Hyperparameter Tuning GDBT
Hyperparameters tuning represents a necessity while working with AI models in order to optimize the performances. There are different approaches to this: in this little article I am going to cover the bruteforce one, GridSearchCV.
What is GridSearchCV?
- GridSearch : process of performing hyperparameter tuning in order to determine the optimal values for a given model.
- CV : Cross-Valication
- How does it work? GridSearchCV tries all the combinations of the values passed in the dictionary and evaluates the model for each combination using the Cross-Validation method. Hence after using this function we get accuracy/loss for every combination of hyperparameters and we can choose the one with the best performance.
Parameters to tune
XGBoost
- subsample : Each tree will only get a % of the training examples and can be values between 0 and 1. Lowering this value stops subsets of training examples dominating the model and allows greater generalisation.
- colsample_bytree : Similar to subsample but for columns rather than rows. Again you can set values between 0 and 1 where lower values can make the model generalise better by stopping any one field having too much prominence, a prominence that might not exist in the test data.
- colsample_bylevel : Denotes the fraction of columns to be randomly samples for each tree.
- n_estimators : is the number of iterations the model will perform or in other words the number of trees that will be created
- learning_rate : in layman’s terms it is how much the weights are adjusted each time a tree is built. Set the learning rate too high and the algorithm might miss the optimum weights but set it too low and it might converge to suboptimal values.
LighGBM
- subsample [0-1] : Each tree will only get a % of the training examples and can be values between 0 and 1. Lowering this value stops subsets of training examples dominating the model and allows greater generalisation.
- colsample_bytree [0-1] : Similar to subsample but for columns rather than rows. Again you can set values between 0 and 1 where lower values can make the model generalise better by stopping any one field having too much prominence, a prominence that might not exist in the test data.
- colsample_bylevel [0-1] : Denotes the fraction of columns to be randomly samples for each tree.

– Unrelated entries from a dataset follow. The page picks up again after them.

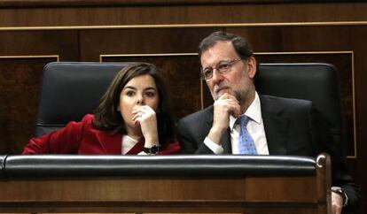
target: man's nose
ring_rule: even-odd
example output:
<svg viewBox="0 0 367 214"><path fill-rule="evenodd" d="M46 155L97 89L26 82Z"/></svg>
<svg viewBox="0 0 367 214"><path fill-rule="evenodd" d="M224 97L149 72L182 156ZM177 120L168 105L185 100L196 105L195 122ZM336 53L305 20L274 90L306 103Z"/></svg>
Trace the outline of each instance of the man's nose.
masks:
<svg viewBox="0 0 367 214"><path fill-rule="evenodd" d="M212 80L214 82L219 82L223 80L223 74L220 73L216 69L213 70Z"/></svg>

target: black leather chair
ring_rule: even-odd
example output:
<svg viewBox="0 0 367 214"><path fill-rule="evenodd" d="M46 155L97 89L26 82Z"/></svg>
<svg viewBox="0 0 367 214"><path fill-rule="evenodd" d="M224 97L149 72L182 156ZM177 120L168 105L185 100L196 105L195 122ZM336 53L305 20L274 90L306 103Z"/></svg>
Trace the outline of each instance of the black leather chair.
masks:
<svg viewBox="0 0 367 214"><path fill-rule="evenodd" d="M5 176L6 155L0 156L0 180Z"/></svg>
<svg viewBox="0 0 367 214"><path fill-rule="evenodd" d="M316 159L281 156L9 156L6 178L315 176Z"/></svg>
<svg viewBox="0 0 367 214"><path fill-rule="evenodd" d="M35 135L92 113L113 76L128 63L54 62L43 68Z"/></svg>
<svg viewBox="0 0 367 214"><path fill-rule="evenodd" d="M333 143L346 155L337 69L329 64L262 64L255 79L263 95L310 100L331 127Z"/></svg>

- n_estimators : is the number of iterations the model will perform or in other words the number of trees that will be created
- learning_rate : in layman’s terms it is how much the weights are adjusted each time a tree is built. Set the learning rate too high and the algorithm might miss the optimum weights but set it too low and it might converge to suboptimal values.

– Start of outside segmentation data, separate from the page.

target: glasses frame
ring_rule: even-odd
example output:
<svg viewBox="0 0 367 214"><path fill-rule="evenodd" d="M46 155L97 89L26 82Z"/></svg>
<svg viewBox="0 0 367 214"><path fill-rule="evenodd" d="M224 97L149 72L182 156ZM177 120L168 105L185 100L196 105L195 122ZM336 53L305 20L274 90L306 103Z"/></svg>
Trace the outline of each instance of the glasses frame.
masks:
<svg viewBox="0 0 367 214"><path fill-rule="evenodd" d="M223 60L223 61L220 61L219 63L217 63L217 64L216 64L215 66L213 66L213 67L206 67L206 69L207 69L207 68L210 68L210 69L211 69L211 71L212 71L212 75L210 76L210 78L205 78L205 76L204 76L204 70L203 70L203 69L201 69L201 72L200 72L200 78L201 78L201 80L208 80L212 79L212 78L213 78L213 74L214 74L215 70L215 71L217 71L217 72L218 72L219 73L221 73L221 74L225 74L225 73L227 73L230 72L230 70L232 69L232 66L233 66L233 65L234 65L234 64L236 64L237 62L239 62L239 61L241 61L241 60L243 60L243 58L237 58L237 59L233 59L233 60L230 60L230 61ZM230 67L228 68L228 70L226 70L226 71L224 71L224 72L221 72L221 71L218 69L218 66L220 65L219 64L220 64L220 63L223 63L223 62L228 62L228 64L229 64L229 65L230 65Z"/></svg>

- num_leaves :you set the maximum number of leaves each weak learner has: large num_leaves increases accuracy on the training set and also the chance of getting hurt by overfitting
- feature_fraction : deals with column sampling and can be used to speed up training or deal with overfitting
- reg_alpha, reg_alpha : regularization
Code
import xgboost as xgb
from sklearn.model_selection import GridSearchCV,RandomizedSearchCV
from sklearn.preprocessing import normalize
import ujson as json
from settings import config
import pickle
from sklearn.feature_extraction import DictVectorizer
import numpy as np
import lightgbm as lgb
def pipeline_GridSearch(X_train_data , X_test_data , y_train_data ,
model , param_grid , cv=10 , scoring_fit='roc_auc' ,
do_probabilities=False) :
gs = GridSearchCV (
estimator=model ,
param_grid=param_grid ,
cv=cv ,
n_jobs=-1 ,
scoring=scoring_fit ,
verbose=2
)
fitted_model = gs.fit ( X_train_data , y_train_data )
if do_probabilities :
pred = fitted_model.predict_proba ( X_test_data )
else :
pred = fitted_model.predict ( X_test_data )
return fitted_model , pred
X,y,X_train, X_test, y_train, y_test, X_validation, y_validation, vec =load_features_drebin(config['Drebin_X_file'],config['Drebin_Y_file'])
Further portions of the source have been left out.